California Democrat Ted Lieu wants to expand the authority of the Federal Trade Commission to take action against companies who lose their consumer data in security breaches.
Rep. Ted Lieu (D-Calif.) is looking to toughen standards on private sector data breaches. His new bill was released the same day that Equifax announced that an additional 2.4 million Americans had their information stolen from the company, on top of the 145 million it had previously disclosed.
Lieu wants to expand the authority of the Federal Trade Commission in order to protect consumers and take action against companies who lose consumer data in security breaches.
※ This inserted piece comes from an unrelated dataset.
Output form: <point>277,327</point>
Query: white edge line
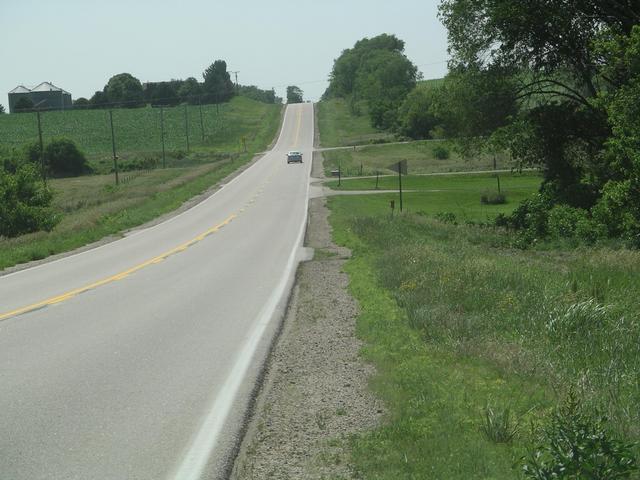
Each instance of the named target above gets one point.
<point>168,220</point>
<point>196,459</point>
"When companies have access to sensitive personal data, they have a considerable responsibility to keep that data safe," Lieu said in a statement. "Credit reporting agencies must be held accountable when they fail to keep sensitive data safe."
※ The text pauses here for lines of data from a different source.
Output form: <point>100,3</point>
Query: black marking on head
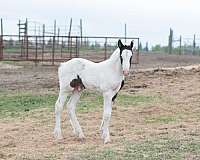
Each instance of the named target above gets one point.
<point>115,96</point>
<point>123,47</point>
<point>75,83</point>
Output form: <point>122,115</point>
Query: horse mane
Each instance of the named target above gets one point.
<point>115,56</point>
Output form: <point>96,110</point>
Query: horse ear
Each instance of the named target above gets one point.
<point>120,45</point>
<point>131,45</point>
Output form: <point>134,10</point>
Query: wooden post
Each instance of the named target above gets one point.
<point>125,32</point>
<point>43,41</point>
<point>1,40</point>
<point>36,49</point>
<point>138,51</point>
<point>170,41</point>
<point>194,45</point>
<point>81,31</point>
<point>54,40</point>
<point>58,38</point>
<point>105,52</point>
<point>69,35</point>
<point>180,45</point>
<point>26,37</point>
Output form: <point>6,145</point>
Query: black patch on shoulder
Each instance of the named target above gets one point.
<point>77,83</point>
<point>115,96</point>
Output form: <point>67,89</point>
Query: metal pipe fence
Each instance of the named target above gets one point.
<point>57,48</point>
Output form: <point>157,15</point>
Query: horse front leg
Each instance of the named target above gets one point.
<point>105,135</point>
<point>71,107</point>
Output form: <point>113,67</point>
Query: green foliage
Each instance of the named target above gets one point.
<point>156,148</point>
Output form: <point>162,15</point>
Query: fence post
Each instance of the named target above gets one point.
<point>53,49</point>
<point>170,41</point>
<point>1,41</point>
<point>105,47</point>
<point>194,45</point>
<point>43,41</point>
<point>138,51</point>
<point>36,49</point>
<point>180,45</point>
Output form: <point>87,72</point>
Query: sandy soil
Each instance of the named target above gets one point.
<point>30,137</point>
The Protecting Consumer Information Act would expand the enforcement authority of the FTC over credit reporting agencies. The Ending Forced Arbitration for Victims of Data Breaches Act would prevent data firms, such as Equifax, from entering arbitration clauses for lawsuits related to a data breach, and would nullify existing arbitration provisions. It would consider such clauses "unfair and deceptive" business practices under FTC rules.
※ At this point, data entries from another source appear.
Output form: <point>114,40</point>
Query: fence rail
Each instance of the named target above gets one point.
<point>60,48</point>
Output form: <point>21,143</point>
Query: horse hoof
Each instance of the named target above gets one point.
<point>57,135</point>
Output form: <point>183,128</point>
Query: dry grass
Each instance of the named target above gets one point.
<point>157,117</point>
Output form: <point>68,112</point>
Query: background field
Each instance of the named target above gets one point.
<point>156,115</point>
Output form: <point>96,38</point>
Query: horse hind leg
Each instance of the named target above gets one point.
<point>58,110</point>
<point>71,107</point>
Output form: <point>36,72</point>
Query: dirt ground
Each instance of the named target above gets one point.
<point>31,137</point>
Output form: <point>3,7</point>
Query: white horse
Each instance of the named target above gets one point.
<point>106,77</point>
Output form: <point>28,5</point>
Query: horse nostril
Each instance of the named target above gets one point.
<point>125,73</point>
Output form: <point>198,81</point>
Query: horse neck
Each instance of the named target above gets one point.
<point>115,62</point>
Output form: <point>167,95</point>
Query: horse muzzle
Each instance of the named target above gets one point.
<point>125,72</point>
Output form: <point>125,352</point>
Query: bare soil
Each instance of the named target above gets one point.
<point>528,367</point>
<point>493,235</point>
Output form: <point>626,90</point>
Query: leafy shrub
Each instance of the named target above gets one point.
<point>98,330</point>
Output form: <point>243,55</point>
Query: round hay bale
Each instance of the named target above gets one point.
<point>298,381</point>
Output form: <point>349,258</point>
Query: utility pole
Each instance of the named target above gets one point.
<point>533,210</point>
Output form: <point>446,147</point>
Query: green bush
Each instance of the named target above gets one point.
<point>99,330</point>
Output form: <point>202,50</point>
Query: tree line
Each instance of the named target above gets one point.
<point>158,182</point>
Lieu's bills join a raft of other legislative proposals to hold companies accountable in the aftermath of data breaches.
In September 2017, after the initial revelation of the Equifax breach, Rep. James Langevin (D-R.I.) reintroduced his Personal Data Notification and Protection Act, for which Lieu was a co-sponsor. Langevin first introduced the bill in March 2015.
Shortly after, Rep. David Cicilline (D-R.I.) introduced a breach notification bill that would widen the scope of what would be considered personal information.
On the Senate side, Elizabeth Warren (D-Mass.) and Mark Warner (D-Va.) introduced a bill in January to establish cybersecurity standards for credit bureaus and institute financial penalties targeting firms that are breached. That bill also expands FTC's authority over breaches in the credit-reporting sector.